Clark W. Griswald here, answering your home improvement questions... Do you really want to listen?
In Colorado, we have expanding soil, so by code we are required to float our walls. Yes, most of the weight is hung from the ceiling.
In this pic you can see 2 different ways I hung them:

On the left is a normal attached wall, nailed right to the joists, on the right is an isolated wall of the theater, where I used RSIC clips to hang from the ceiling. The clips are spaced every 2 feet along a joist, and every 19 inches crossing the joists (since that was the spacing from joist to joist).

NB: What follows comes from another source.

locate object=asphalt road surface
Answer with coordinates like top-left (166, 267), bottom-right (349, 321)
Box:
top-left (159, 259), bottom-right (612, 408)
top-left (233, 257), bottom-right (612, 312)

The bottom of the walls are where the float occurs by our code. There is a base plate securely attached to the ground (pressure treated is against concrete), then the base of the wall that is floating is 1 1/2 inches above it. You drill through the floating wall and pound a 60p nail through it into the baseplate. Make sure the wall is plumb before sending the spike all the way through. As soon as there are 2 spikes through the wall, it moves no more.

Here you can see the float, normally there is no Mass Loaded Vinyl (MLV) around the gap, that is just for my sound isolation purposes. About every 2 stud cavities there is a spike through the baseplate.
Check your code requirements for if you need to float your walls, if not, sound isolation will be a little easier (no MLV on the baseplate). Floating with the clips though from the ceiling would really help with isolation. On that first pic, if I strike both walls with a hammer, and go listen upstairs, the impact noise is reduced approximately 60%.